2) The antibody or the antigen-binding fragment thereof of claim 1, wherein the antibody or the antigen-binding fragment thereof is an antagonist of HLA-DR.
3) The antibody or the antigen-binding fragment thereof of claim 1 or 2, wherein the antibody or the antigen-binding fragment thereof inhibits CD4+ T cell proliferation at antibody concentration of 1 μg/ml by at least 30% in a co-culture of human CD4+ T cells and dendritic cells isolated from transgenic animals expressing human HLA-DR4.

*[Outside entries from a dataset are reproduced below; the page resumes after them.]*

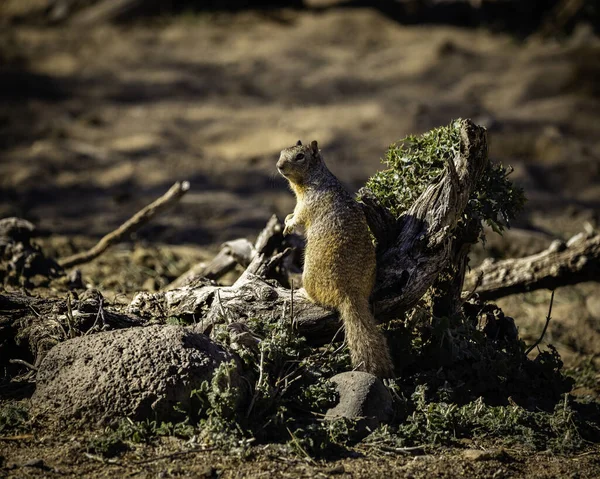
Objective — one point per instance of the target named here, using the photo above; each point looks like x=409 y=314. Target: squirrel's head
x=297 y=162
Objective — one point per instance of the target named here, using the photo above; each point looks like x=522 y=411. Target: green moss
x=418 y=161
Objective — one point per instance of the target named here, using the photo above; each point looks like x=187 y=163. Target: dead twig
x=172 y=455
x=23 y=363
x=534 y=345
x=133 y=224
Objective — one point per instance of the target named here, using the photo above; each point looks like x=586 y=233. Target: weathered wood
x=30 y=326
x=561 y=264
x=232 y=253
x=172 y=196
x=413 y=261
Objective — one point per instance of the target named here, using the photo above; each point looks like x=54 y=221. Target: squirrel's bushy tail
x=367 y=344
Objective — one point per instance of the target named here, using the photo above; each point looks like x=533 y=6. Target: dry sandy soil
x=96 y=123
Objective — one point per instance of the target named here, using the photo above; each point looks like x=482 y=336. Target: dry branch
x=560 y=265
x=133 y=224
x=423 y=247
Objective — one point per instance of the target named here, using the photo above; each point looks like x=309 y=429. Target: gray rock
x=363 y=398
x=139 y=373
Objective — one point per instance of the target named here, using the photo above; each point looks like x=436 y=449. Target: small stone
x=140 y=373
x=363 y=398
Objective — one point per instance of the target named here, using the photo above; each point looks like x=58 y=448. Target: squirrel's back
x=340 y=262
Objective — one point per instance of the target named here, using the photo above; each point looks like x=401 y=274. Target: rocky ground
x=96 y=123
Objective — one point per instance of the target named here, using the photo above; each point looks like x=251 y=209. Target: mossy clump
x=417 y=161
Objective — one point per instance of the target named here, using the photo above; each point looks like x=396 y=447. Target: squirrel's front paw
x=289 y=225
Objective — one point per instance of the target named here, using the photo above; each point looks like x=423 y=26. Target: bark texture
x=559 y=265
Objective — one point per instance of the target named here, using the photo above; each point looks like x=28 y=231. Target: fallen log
x=561 y=264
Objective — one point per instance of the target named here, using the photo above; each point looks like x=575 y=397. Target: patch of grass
x=442 y=423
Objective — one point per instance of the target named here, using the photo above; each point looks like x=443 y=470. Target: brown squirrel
x=339 y=263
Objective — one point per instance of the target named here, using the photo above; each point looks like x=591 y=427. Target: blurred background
x=105 y=103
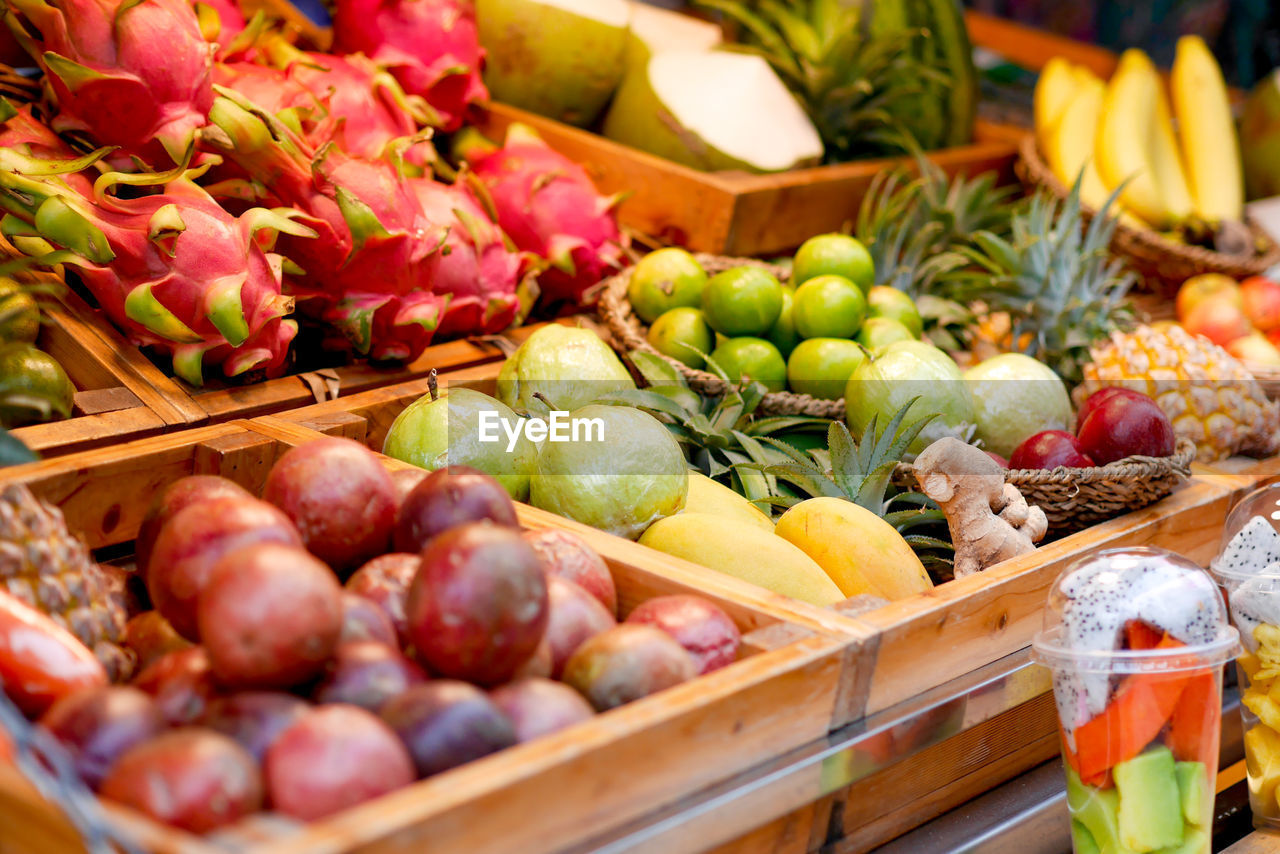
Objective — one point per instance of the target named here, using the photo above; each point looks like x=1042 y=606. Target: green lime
x=19 y=315
x=828 y=306
x=883 y=301
x=882 y=332
x=33 y=387
x=754 y=359
x=782 y=333
x=682 y=333
x=833 y=255
x=822 y=366
x=743 y=301
x=663 y=281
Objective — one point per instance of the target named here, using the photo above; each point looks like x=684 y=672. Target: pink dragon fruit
x=370 y=270
x=131 y=73
x=429 y=45
x=548 y=205
x=479 y=270
x=173 y=270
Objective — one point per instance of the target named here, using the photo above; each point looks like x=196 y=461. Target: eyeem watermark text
x=557 y=427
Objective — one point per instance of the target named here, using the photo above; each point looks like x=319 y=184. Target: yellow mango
x=858 y=549
x=745 y=552
x=705 y=496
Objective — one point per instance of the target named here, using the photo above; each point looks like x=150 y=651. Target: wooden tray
x=539 y=797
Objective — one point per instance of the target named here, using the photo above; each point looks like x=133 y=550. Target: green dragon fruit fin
x=164 y=228
x=225 y=310
x=64 y=225
x=142 y=307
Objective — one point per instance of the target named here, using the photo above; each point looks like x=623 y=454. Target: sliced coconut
x=654 y=30
x=557 y=58
x=713 y=110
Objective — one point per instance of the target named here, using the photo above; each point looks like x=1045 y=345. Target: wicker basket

4) The antibody or the antigen-binding fragment thereof of any one of claims 1-3, wherein the antibody or the antigen-binding fragment thereof does not block interaction of HLA-DR with a cognate T cell receptor.
5) The antibody or the antigen-binding fragment thereof of any one of claims 1-4, wherein the HLA-DR is HLA-DR4 comprising HLA-DR α chain of SEQ ID NO: 13 and HLA-DR β chain of SEQ ID NO: 14 in complex with a hemagglutinin peptide of SEQ ID NO: 7.
6) The antibody or the antigen-binding fragment thereof of any one of claims 1-5, wherein the antibody or the antigen-binding fragment thereof has one, two, three, four or five of the following properties:
a) binds HLA-DR4 comprising HLA-DR α chain of SEQ ID NO: 13 and HLA-DR β chain of SEQ ID NO: 14 in complex with hemagglutinin peptide of SEQ ID NO: 7 with an equilibrium dissociation constant (KD) of 5×10−8 M or less, wherein KD is measured using ProteOn XPR36 system at 25° C. in a buffer containing DPBS, 0.01% (w/v) polysorbate 20 (PS-20) and 100 μg/ml BSA;
b) binds HLA-DR1 comprising HLA-DR α chain of SEQ ID NO: 13 and HLA-DR β chain of SEQ ID NO: 15 in complex with the hemagglutinin peptide of SEQ ID NO: 7 with an equilibrium dissociation constant (KD) of 5×10−8 M or less, wherein KD is measured using ProteOn XPR36 system at 25° C. in a buffer containing DPBS, 0.01% (w/v) PS-20 and 100 μg/ml BSA;
c) lacks an ability to induce apoptosis of B cells, wherein apoptosis is determined by measuring frequency of CD3 CD20+ annexinV+live/dead B cells in a sample of human peripheral blood cells (PBMC) using flow cytometry;
d) lacks an ability to induce death of B cells, wherein death of B cells is determined by measuring frequency of CD3 CD20+ annexinV+live/dead+ B cells in the sample of human PBMC using flow cytometry; or
e) inhibits binding of HLA-DR to CD4.
7) The antibody or the antigen-binding fragment of any one of claims 1-6, wherein HLA-DR is HLA-DR4, HLA-DR1, HLA-DR3, HLA-DR10 or HLA-DR15.
8) The antibody or the antigen-binding fragment of claim 7, wherein HLA-DR α chain and HLA-DR β comprise amino acid sequences of
a) SEQ ID NOs: 13 and 14, respectively;
b) SEQ ID NOs: 13 and 15, respectively;
c) SEQ ID NOs: 13 and 106, respectively;
d) SEQ ID NOs: 13 and 105, respectively;
e) SEQ ID NOs: 13 and 107, respectively; or
f) SEQ ID NOs: 13 and 108, respectively.
9) The antibody or the antigen-binding fragment thereof of any one of claims 1-8, wherein the antibody or the antigen-binding fragment thereof binds HLA-DR4 with an equilibrium dissociation constant (KD) of less than about 5×10−8 M.
10) The antibody or the antigen-binding fragment thereof of any one of claims 1-9, wherein HLA-DR contains a shared epitope consisting of amino acid sequences QKRAA (SEQ ID NO: 66), QRRAA (SEQ ID NO: 67) or RRRAA (SEQ ID NO: 68).
11) The antibody or the antigen-binding fragment thereof of any one of claims 1-10, wherein HLA-DR is in complex with a peptide.
12) The antibody or the antigen-binding fragment thereof of claim 11, wherein the peptide comprises an amino acid sequence of SEQ ID NOs: 7, 8, 9, 71, 72, 104 or 122.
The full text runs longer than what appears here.